Przysięga
Delikatnie, delikatnie, delikatnie puszysty śnieg tańczy.
Kołysze, kołysze, kołysze mym drżącym sercem.
Czerwona barwa tryska na moje złączone dłonie.
Białe kwiaty bezszelestnie układają się w pewien wzór.
Nasze nici są splecione, oszukane przez doczesny świat.
Wieczność połączyła je nierozwiązalnie.
Pomyłka, pomyłka, przez pomyłkę scena zmieniła się w perwersyjną.
Monotonnie, monotonnie, bezcelowo, moje zmysły stają się odległe.
Moje oczy spoglądały w niewyraźną spiralę,
powierzając moje ciało przenikającej ciemności.
Oddycham płytko i uśmiecham się nieoczekiwanie.
Nasze nici są splecione, oszukane przez doczesny świat.

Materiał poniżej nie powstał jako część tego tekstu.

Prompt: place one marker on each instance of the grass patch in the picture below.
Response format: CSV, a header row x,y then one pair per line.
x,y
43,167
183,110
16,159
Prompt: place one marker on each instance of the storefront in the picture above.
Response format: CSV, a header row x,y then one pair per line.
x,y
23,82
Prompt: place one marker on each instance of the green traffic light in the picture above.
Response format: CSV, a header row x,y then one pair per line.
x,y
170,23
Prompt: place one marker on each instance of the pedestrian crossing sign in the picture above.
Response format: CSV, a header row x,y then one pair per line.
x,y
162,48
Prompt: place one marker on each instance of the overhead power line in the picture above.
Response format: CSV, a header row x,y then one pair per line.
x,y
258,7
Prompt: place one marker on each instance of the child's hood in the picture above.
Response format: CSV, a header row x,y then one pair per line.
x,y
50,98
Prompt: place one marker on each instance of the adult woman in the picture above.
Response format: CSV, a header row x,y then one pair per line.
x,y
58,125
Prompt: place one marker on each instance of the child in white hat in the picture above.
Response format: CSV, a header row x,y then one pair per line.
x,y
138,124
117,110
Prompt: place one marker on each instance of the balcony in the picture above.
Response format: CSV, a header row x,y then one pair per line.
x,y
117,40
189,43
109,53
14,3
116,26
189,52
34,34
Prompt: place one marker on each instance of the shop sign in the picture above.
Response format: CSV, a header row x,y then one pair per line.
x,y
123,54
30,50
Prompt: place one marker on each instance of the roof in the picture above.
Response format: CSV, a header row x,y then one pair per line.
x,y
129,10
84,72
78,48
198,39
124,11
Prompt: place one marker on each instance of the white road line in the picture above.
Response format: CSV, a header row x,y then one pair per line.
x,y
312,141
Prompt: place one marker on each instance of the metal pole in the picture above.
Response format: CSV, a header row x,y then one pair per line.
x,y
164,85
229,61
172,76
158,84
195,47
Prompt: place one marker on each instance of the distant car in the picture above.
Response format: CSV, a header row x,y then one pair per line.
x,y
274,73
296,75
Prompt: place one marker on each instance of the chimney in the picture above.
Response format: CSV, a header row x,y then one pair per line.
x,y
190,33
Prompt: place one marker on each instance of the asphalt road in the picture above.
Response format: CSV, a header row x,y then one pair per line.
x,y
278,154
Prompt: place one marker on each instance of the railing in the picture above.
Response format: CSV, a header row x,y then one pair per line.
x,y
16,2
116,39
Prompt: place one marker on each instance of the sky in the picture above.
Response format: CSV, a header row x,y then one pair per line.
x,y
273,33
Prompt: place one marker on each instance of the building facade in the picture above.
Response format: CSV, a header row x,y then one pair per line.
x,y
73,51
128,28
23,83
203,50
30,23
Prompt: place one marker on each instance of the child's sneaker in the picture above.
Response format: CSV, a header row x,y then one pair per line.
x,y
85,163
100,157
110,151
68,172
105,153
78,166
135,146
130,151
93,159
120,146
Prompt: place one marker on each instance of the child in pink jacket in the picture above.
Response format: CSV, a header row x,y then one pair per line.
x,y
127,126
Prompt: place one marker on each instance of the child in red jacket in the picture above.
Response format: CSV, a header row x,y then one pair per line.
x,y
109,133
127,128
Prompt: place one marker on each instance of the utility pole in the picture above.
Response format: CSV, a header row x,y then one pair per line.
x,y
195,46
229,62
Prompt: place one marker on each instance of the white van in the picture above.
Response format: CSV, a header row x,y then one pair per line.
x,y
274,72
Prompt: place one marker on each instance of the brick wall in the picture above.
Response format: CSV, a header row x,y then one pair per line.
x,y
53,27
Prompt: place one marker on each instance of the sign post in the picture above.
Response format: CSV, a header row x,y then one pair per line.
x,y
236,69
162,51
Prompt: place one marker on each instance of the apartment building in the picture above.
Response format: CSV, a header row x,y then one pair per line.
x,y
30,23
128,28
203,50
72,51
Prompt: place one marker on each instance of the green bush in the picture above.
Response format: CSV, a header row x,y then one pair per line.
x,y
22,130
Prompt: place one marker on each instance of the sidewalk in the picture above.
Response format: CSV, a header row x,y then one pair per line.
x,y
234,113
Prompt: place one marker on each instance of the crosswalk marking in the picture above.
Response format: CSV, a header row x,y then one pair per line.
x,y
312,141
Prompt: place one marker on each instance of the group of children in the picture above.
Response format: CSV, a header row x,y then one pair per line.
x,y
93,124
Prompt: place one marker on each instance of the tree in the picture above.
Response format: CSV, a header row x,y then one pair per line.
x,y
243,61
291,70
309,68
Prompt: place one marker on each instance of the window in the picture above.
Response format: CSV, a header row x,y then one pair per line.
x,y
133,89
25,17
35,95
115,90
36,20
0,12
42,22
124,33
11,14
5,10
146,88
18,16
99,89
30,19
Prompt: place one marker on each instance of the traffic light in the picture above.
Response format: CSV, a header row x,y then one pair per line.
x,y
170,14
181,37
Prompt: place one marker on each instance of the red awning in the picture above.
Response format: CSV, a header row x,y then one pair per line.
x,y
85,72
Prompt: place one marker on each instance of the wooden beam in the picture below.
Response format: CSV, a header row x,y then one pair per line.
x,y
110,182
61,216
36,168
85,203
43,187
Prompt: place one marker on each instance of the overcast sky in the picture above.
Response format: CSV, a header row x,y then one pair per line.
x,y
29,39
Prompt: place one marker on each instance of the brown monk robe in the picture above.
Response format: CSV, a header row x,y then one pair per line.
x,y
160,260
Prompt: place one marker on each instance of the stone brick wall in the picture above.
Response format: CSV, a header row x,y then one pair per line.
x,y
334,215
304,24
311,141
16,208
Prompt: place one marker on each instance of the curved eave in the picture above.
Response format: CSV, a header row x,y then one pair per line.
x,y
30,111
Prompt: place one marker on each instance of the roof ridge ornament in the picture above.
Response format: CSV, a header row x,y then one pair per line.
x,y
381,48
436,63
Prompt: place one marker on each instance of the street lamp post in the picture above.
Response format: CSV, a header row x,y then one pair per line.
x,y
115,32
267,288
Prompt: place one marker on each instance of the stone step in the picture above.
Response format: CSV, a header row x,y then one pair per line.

Wieczność połączyła je nierozwiązalnie.
Przyczyny i skutki, które zamieniły się rolami,
Rozpraszają światło i płoną wraz z naszymi marzeniami.
Nie rozlewając nawet jednej kropli uczuć do Ciebie,
Wypiję je do samego dna.
Te wyniosłe, gwałtowne chwile, z powodu naszej tragicznej miłości,
stają się popiołem, kurzem i napełniają się blaskiem.
Nasze nici są splecione, oszukane przez doczesny świat.
Wieczność połączyła je nierozwiązalnie.